Agradeço ao Senhor Cardeal Alfonso López Trujillo, Presidente do Pontifício Conselho para a Família, as palavras que me dirigiu em nome de todos vós. Além disso, saúdo os demais Senhores Cardeais e Irmãos no Episcopado aqui presentes, assim como os sacerdotes, os religiosos e as religiosas que participam neste encontro festivo.

Recentemente, tive a alegria de ir como peregrino a Nazaré, o lugar onde o Verbo se fez carne. Nessa visita levei todos vós no meu coração, rezando com ardor por vós à Sagrada Família, sublime modelo de todas as famílias.

E é precisamente o clima espiritual da Casa de Nazaré que desejamos reviver nesta noite. O grande espaço que nos congrega, entre a Basílica e a colunata de Bernini, serve-nos de casa, uma grande casa ao ar livre. Aqui reunidos como uma verdadeira família, "um só coração e uma só alma" (cf. Act Ac 4,32), podemos intuir e fazer nosso o sabor doce e íntimo daquela casa humilde, onde Maria e José viviam entre oração e trabalho, e Jesus "lhes era submisso" (Lc 2,51), tomando gradualmente parte na vida comum.

2. Olhando para a Sagrada Família, casais cristãos, sois estimulados a interrogar-vos acerca das tarefas que Cristo vos confia, na vossa maravilhosa e comprometedora vocação.

358 Por isso, o tema do vosso Jubileu Os filhos: primavera da família e da sociedade pode oferecer-vos sugestões significativas. Não são precisamente as crianças que fazem uma espécie de "exame" contínuo aos pais? Não o fazem apenas com os seus frequentes "por quê?", mas com o seu próprio rosto, ora risonho, ora velado pela tristeza. Como que inscrito em todo o seu modo de ser há um interrogativo, que se exprime das maneiras mais diversas, por vezes mesmo através dos caprichos, e que poderíamos traduzir em perguntas como estas: mãe, pai, amais-me? Sou verdadeiramente um dom para vós? Aceitais-me como sou? Esforçais-vos por fazer sempre o meu bem genuíno?

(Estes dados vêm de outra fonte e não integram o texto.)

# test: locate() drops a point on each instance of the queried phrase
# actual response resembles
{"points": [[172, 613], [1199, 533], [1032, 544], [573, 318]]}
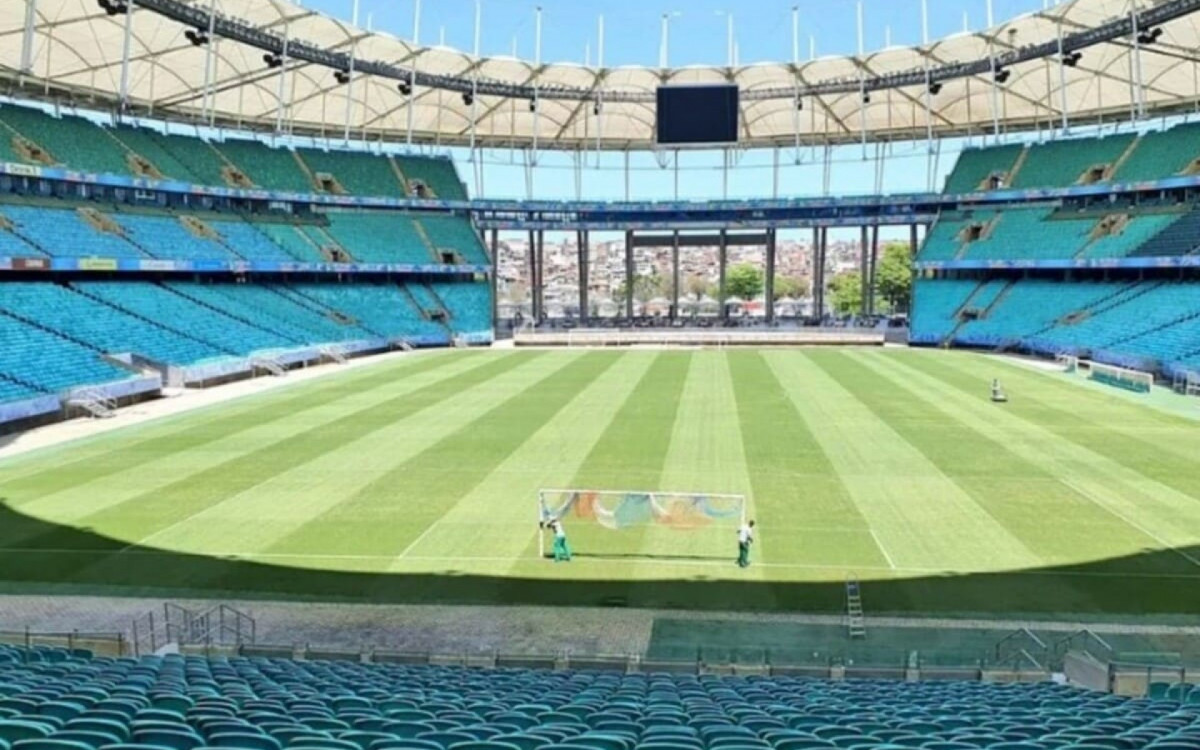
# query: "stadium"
{"points": [[359, 393]]}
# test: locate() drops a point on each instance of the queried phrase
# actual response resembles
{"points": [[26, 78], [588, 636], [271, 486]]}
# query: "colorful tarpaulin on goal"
{"points": [[619, 510]]}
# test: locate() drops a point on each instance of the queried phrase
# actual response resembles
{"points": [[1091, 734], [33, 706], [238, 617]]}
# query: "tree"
{"points": [[791, 287], [645, 288], [846, 293], [893, 277], [696, 286], [744, 281]]}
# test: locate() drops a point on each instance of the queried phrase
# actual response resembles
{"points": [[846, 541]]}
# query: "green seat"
{"points": [[43, 743]]}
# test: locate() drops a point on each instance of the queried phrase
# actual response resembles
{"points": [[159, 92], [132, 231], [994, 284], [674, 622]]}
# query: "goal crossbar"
{"points": [[613, 510]]}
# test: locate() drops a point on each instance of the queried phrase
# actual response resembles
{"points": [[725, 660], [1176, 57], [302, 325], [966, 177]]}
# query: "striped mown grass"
{"points": [[415, 480]]}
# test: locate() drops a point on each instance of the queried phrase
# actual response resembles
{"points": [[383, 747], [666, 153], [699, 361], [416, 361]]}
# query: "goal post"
{"points": [[643, 523], [1069, 363], [1135, 381]]}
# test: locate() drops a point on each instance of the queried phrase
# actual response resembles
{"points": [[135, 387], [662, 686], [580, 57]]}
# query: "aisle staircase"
{"points": [[856, 621]]}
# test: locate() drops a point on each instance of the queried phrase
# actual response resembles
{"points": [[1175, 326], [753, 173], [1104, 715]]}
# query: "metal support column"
{"points": [[769, 286], [819, 277], [721, 261], [496, 279], [541, 275], [27, 37], [675, 277], [875, 268], [581, 240], [629, 274], [533, 274], [864, 273]]}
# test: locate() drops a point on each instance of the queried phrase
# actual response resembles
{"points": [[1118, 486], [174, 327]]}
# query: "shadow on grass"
{"points": [[37, 557]]}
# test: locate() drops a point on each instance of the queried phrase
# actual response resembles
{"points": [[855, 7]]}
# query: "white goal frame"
{"points": [[1069, 363], [543, 515], [1121, 373]]}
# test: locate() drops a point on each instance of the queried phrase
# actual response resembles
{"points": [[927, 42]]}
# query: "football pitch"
{"points": [[415, 480]]}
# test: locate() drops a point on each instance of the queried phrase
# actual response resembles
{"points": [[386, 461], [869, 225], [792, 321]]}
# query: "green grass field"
{"points": [[415, 480]]}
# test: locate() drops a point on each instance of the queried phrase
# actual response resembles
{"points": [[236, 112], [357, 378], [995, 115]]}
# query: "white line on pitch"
{"points": [[585, 561], [1141, 528], [418, 540], [883, 550]]}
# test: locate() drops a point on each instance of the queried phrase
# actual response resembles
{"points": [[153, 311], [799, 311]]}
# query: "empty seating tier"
{"points": [[375, 237], [983, 168], [69, 701]]}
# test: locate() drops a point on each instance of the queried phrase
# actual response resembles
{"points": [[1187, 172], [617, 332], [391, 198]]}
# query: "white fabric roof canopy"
{"points": [[77, 49]]}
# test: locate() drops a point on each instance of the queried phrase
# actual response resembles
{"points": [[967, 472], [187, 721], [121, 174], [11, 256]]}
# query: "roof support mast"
{"points": [[1139, 93], [995, 84], [208, 59], [126, 45], [796, 78], [474, 79], [280, 107], [412, 72], [1062, 79], [599, 109], [929, 95], [349, 81], [27, 39], [863, 100], [537, 79]]}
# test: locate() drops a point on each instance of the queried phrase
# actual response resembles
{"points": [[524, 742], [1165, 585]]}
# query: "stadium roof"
{"points": [[76, 52]]}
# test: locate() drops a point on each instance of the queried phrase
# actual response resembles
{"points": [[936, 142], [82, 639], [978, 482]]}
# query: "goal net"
{"points": [[642, 525], [1121, 377]]}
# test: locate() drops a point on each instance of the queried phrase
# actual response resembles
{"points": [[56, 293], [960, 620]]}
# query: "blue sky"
{"points": [[762, 29]]}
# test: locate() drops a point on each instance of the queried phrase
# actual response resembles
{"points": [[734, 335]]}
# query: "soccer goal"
{"points": [[642, 525], [1122, 377]]}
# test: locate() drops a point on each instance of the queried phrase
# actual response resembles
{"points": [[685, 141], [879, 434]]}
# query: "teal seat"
{"points": [[60, 709], [525, 742], [447, 739], [16, 730], [246, 741], [93, 739], [175, 739], [484, 745], [365, 739], [799, 743], [405, 744], [105, 726]]}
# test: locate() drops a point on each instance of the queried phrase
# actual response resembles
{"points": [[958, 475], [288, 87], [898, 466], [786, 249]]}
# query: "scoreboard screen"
{"points": [[697, 114]]}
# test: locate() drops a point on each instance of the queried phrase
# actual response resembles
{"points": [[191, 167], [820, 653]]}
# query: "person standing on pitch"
{"points": [[562, 550], [745, 538]]}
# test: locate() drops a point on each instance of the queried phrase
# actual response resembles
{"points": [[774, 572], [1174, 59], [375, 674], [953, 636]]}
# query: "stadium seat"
{"points": [[16, 730]]}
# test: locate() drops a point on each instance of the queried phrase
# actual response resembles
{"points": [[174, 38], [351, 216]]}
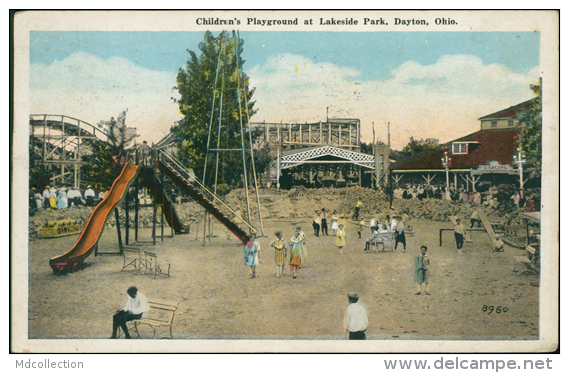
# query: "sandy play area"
{"points": [[217, 299]]}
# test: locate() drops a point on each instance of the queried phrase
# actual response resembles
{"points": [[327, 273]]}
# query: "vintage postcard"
{"points": [[285, 181]]}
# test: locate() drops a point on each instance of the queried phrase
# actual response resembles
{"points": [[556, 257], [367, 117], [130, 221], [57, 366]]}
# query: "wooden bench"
{"points": [[152, 264], [132, 257], [160, 315], [383, 239], [529, 259]]}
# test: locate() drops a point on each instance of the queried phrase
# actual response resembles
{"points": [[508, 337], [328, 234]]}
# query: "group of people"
{"points": [[384, 230], [320, 223], [297, 252], [61, 198]]}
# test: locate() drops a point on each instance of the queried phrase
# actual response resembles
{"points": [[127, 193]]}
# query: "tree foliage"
{"points": [[105, 162], [213, 92], [415, 147], [529, 140]]}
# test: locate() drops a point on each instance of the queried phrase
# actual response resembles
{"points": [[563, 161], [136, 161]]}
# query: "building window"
{"points": [[459, 148]]}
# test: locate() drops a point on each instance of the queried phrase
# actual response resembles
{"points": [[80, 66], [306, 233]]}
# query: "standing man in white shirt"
{"points": [[89, 196], [134, 308], [356, 317]]}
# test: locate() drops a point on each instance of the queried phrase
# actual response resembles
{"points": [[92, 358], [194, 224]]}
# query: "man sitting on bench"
{"points": [[134, 308]]}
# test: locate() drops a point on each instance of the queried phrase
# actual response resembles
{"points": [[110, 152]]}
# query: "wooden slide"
{"points": [[73, 259]]}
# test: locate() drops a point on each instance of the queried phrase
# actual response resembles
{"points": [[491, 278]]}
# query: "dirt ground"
{"points": [[218, 300]]}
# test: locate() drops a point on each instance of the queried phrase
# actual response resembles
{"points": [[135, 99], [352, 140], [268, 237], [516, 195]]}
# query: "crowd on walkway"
{"points": [[52, 198], [460, 194]]}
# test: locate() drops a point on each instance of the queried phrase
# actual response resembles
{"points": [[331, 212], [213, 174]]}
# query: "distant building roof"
{"points": [[509, 113], [484, 146]]}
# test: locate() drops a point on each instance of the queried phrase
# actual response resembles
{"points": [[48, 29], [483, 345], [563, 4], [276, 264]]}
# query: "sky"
{"points": [[425, 84]]}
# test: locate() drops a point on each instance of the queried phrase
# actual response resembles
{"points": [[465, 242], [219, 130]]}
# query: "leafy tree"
{"points": [[414, 147], [529, 139], [105, 163], [213, 92]]}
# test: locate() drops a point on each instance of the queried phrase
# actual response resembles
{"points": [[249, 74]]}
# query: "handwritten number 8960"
{"points": [[491, 309]]}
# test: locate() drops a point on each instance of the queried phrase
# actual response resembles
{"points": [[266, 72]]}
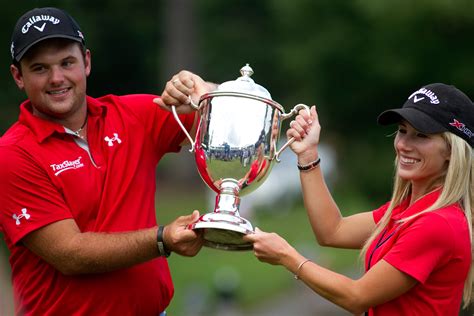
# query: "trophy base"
{"points": [[224, 231]]}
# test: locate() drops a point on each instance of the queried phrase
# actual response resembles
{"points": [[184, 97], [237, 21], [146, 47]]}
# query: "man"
{"points": [[78, 182]]}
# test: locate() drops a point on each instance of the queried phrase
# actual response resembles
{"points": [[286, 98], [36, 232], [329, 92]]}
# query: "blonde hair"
{"points": [[458, 187]]}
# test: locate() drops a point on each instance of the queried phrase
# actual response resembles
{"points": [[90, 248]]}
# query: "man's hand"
{"points": [[180, 88], [178, 238]]}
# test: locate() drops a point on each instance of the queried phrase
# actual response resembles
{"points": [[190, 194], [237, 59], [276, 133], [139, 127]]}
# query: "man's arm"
{"points": [[62, 245]]}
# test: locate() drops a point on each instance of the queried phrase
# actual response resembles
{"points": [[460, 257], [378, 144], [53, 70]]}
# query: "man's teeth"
{"points": [[58, 91], [408, 160]]}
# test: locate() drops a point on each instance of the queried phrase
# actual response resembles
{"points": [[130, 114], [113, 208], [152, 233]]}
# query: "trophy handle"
{"points": [[176, 117], [284, 116]]}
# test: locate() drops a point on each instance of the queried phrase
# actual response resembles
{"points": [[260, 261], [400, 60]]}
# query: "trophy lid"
{"points": [[244, 84]]}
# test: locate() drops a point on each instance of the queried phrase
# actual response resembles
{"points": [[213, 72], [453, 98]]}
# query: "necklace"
{"points": [[77, 132]]}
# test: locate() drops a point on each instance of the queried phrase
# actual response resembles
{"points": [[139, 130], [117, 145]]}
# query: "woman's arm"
{"points": [[380, 284], [329, 226]]}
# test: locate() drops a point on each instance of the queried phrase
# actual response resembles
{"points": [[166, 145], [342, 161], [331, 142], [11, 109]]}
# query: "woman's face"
{"points": [[422, 158]]}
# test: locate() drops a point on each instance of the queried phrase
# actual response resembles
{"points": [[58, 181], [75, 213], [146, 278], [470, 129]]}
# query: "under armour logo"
{"points": [[23, 214], [110, 141]]}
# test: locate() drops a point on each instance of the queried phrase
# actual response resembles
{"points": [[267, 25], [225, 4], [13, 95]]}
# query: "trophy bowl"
{"points": [[235, 149]]}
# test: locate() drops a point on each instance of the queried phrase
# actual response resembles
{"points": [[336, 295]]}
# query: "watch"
{"points": [[161, 244]]}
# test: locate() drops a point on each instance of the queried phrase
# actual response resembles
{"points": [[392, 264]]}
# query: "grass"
{"points": [[201, 280]]}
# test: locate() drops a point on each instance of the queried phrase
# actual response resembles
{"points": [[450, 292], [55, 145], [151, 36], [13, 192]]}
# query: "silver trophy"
{"points": [[235, 149]]}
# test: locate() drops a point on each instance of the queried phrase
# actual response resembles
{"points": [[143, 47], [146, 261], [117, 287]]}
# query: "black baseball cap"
{"points": [[40, 24], [436, 108]]}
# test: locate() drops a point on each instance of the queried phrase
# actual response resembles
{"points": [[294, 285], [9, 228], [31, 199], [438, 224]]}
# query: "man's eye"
{"points": [[38, 68]]}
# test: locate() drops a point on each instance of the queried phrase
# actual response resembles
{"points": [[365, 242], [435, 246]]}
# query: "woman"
{"points": [[417, 247]]}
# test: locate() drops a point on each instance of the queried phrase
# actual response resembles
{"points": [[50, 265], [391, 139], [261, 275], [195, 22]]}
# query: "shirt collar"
{"points": [[403, 210], [43, 128]]}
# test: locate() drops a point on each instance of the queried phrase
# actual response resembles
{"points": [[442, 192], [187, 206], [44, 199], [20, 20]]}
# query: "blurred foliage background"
{"points": [[353, 59]]}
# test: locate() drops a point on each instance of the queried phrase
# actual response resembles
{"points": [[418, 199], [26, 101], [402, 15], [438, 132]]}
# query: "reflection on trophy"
{"points": [[235, 148]]}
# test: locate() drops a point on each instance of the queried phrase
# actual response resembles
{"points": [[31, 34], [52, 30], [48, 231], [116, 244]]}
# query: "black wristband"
{"points": [[309, 166], [161, 244]]}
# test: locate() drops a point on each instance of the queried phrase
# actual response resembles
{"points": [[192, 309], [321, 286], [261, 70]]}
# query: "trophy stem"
{"points": [[228, 200], [224, 228]]}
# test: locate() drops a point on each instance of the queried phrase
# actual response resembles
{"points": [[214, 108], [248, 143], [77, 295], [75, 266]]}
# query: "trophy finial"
{"points": [[246, 71]]}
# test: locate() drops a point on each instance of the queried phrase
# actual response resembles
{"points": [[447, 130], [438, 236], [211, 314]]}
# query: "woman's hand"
{"points": [[305, 129], [272, 249]]}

Talvez estas perguntas se façam mais com os olhos que com as palavras, mas elas obrigam os pais à sua grande responsabilidade e, de certa forma, são-lhes o eco da voz de Deus.

3. Os filhos são "primavera": qual é o significado desta metáfora escolhida para o vosso Jubileu?
Ela leva-nos para aquele horizonte de vida, de cores, de luz e de cântico que é próprio da estação primaveril. Os filhos são tudo isto por natureza. Eles são a esperança que continua a florescer, um projecto que recomeça permanentemente, o porvir que se abre de forma incessante.

Representam o florescimento do amor conjugal, que neles se encontra e se consolida. Ao nascerem, trazem uma mensagem de vida que, em última análise, remete para o próprio Autor da vida. Necessitados de tudo como eles são, de maneira especial nas primeiras fases da existência, constituem naturalmente um apelo à solidariedade.

Não foi por acaso que Jesus convidou os discípulos a terem um coração de crianças (cf. Mc
Mc 10,13-16). Dilectas famílias, hoje quereis dar graças pelo dom dos filhos e, ao mesmo tempo, receber a mensagem que Deus vos transmite através da sua existência.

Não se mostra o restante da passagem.